Absolutely nothing, as in this case these two operations are semantically very similar (and equivalent if a and b belong to the same scope).
- Either you move the reference
a into b, making a a moved value, and no longer available.
- Either you reborrow
*a in b, making a unusable as long as b is in scope.
The second case is less definitive than the first, you can show this by putting the line defining b into a sub-scope.

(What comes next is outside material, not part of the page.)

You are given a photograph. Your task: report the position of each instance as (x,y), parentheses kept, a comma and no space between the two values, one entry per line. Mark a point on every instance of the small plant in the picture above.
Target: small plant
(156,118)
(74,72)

This example won't compile because a is moved:
fn main() {
let a: &mut i32 = &mut 0;
{ let b = a; }
let c = a;
}
But this one will, because once b goes out of scope a is unlocked:
fn main() {
let a: &mut i32 = &mut 0;
{ let b = &mut *a; }
let c = a;
}
Now, to the question "Why does annotating the type of b change the behavior ?", my guess would be:
- When there is no type annotation, the operation is a simple and straightforward move. Nothing is needed to be checked.
- When there is a type annotation, a conversion may be needed (casting a
&mut _ into a &_, or transforming a simple reference into a reference to a trait object). So the compiler opts for a re-borrow of the value, rather than a move.
For example, this code is perflectly valid:
fn main() {
let a: &mut i32 = &mut 0;
let b: &i32 = a;
}
and here moving a into b would not make any sense, as they are of different type. Still this code compiles: b simply re-borrows *a, and the value won't be mutably available through a as long as b is in scope.